BTW - Christians cannot and should not expect non-Christians to act and behave like Christians. It isn't fair. It's like expecting someone new to a country to be fluent within hours of landing.

At any rate, before we all jump all over each other and get off track, let's remember the original reason for this post. This young woman was seeking input as to whether she should have a baby young with her boyfriend. She's young and looking for an outlet. Let's not hijack her thread any more.
 
Gingerbeer, I had my LO when I was 21, just a little bit older than you. She was unplanned (but a lovely surprise :)). At 21, I was also considered a young Mum and Ill admit being a Mum is alot harder than I thought. Having this little human being you have to put before you or anyone else is very overwhelming at first. All of our money goes on making sure she has the best of everything (along with paying bills, rent etc), OH works long hours to support us, we go on a date night once every 6 months (valentines and anniversary), but ask me if I would change anything and I wouldnt! To me if a person can fully emotionally and financially support a child and as long as that child is cared for and feels loved, that baby couldnt care less how old you are or if you and their Dad are married.

Not one of us on here can judge what is best for you as we all have our own opinions on what is an ideal family. Not one of us are right or wrong. We all just try and do what we think is best for our own family. I would have a serious talk with OH and talk about the pros and cons of starting a family and decide together. Good Luck :)
 
thank for very much!

and thank you everyone for all your opinions, its helpful to know people's experiences :)
 
Gingerbeer - consider all the pros and cons carefully and baby isn't something you can take back, and it's really tough, it's the hardest things I've ever done, and I spend time crying, worrying and agonising over things because I'm a mum ... However when the time is rights despite everything it's amazing, the smell of your own baby, celebrating their acheviments, waiting them grow into their own individual people is so amazing.

I just had a friend come to stay who wasn't coping with her children and its so hard because they are there and they are HER resoonsbility, parenting is hard and you have to be strong, they don't stay babies for long and that's when the challenges begin. But again as I said it still the most amazing journey ever, just make sure your ready because its something wonderful.
 
Reminder of the rules ladies before further action is taken:

Antisocial, discriminatory or offensive messages (intended or otherwise) aimed at the community at large, certain demographics (including parenting styles) or specific members, are not permitted.

 
So I know there have been TONS of thoughts & experiences on this thread. Im just going to throw mine out there. In the end OP it is what you & OH want to do..
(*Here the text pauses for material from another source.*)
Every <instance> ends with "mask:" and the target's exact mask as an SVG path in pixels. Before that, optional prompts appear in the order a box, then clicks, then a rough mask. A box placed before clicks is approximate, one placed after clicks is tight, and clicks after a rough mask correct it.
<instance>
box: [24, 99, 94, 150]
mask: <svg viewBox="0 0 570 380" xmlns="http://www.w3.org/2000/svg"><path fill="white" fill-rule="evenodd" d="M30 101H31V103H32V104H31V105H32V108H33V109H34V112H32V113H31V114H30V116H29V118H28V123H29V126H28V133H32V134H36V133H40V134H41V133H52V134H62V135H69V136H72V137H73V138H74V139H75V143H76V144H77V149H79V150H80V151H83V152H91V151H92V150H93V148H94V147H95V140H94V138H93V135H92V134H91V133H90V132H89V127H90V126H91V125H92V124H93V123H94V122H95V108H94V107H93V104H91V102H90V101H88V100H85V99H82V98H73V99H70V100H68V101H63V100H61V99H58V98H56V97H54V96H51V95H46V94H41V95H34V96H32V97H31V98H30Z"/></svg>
This is coming from a younger person like myself..

DH & I started dating when I was 18 years old.. We fell very much in love.. And back then I probably would of said I was ready for a baby.. However we wanted to be more prepared and take each step at a time.. Once I turned 19 we then moved in together. Enjoyed living together and learning about one another. We both new we wanted kids but agreed that owning our own home and getting married were a MUST before having children... I have seen way way way too many of my friends fall in love early on in a relationship and being young and having children, then to find out oh we do not own a home and we are not married, now we do not get along etc..
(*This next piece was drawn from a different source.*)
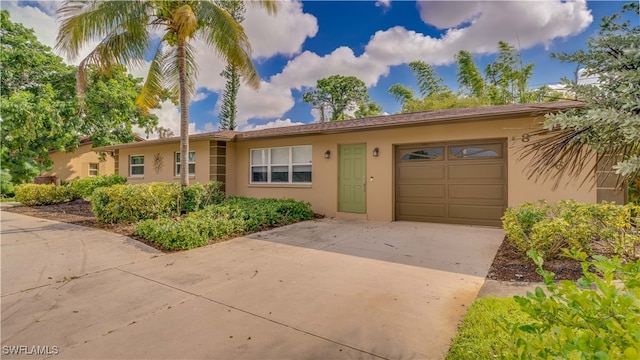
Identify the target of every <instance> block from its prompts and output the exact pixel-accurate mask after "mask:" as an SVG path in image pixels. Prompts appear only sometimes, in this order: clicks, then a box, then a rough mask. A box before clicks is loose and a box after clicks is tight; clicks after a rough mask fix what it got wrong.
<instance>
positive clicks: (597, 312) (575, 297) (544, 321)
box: [503, 251, 640, 359]
mask: <svg viewBox="0 0 640 360" xmlns="http://www.w3.org/2000/svg"><path fill="white" fill-rule="evenodd" d="M565 252H566V253H568V251H565ZM568 255H570V256H571V257H573V258H575V259H577V260H580V261H581V264H582V269H583V273H584V276H583V277H582V278H580V279H579V280H578V282H577V283H576V282H573V281H569V280H563V281H561V282H560V283H556V282H554V276H555V275H554V274H553V273H551V272H548V271H545V270H543V269H542V264H543V259H542V257H540V256H538V255H537V254H536V253H535V251H530V252H529V256H530V257H531V258H532V259H533V260H534V262H535V263H536V264H537V265H538V272H539V273H540V274H541V275H542V276H543V278H544V284H545V287H546V290H547V291H546V292H545V291H544V290H543V289H542V288H540V287H538V288H537V289H536V291H535V293H531V292H529V293H527V296H526V297H519V296H516V297H514V298H515V299H516V301H517V302H518V303H519V305H520V307H521V309H522V310H523V311H524V312H525V313H527V314H528V315H529V316H531V318H532V319H533V320H532V321H511V322H509V323H506V324H505V326H506V327H507V328H508V329H509V330H510V332H511V333H512V334H513V336H514V339H515V341H514V342H513V343H512V344H513V345H512V349H511V350H512V353H510V354H509V353H507V354H504V353H503V356H505V358H519V359H525V358H526V359H532V358H536V359H638V358H640V260H637V261H629V262H627V263H624V262H623V261H622V260H621V259H620V258H619V257H614V258H612V259H608V258H606V257H603V256H594V257H593V258H594V260H592V261H586V258H587V255H586V254H585V253H584V252H579V251H573V252H572V253H570V254H569V253H568ZM590 269H593V271H592V270H590Z"/></svg>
I am by no means saying that would be you.. DH & I got engaged when I turned 20.. planned our wedding for 15 months & got married, and then bought our home. I will now be 22 next month and DH will be 24 in feb. We have been TTC for 5 cycles now..

And honestly when we first started dating and when we were a few years younger, we wanted kids.. However I am much much much more happier TTC now knowing we are 100% committed to one another in marriage, and we have a home we own for our baby. Im just a big advocate at taking one step at a time.

But.. whatever you do OP do what you think is best for you and your boyfriend. There is not "right or wrong way" There is just whats right and wrong for you.. DH & I did what we believe is the right way for us.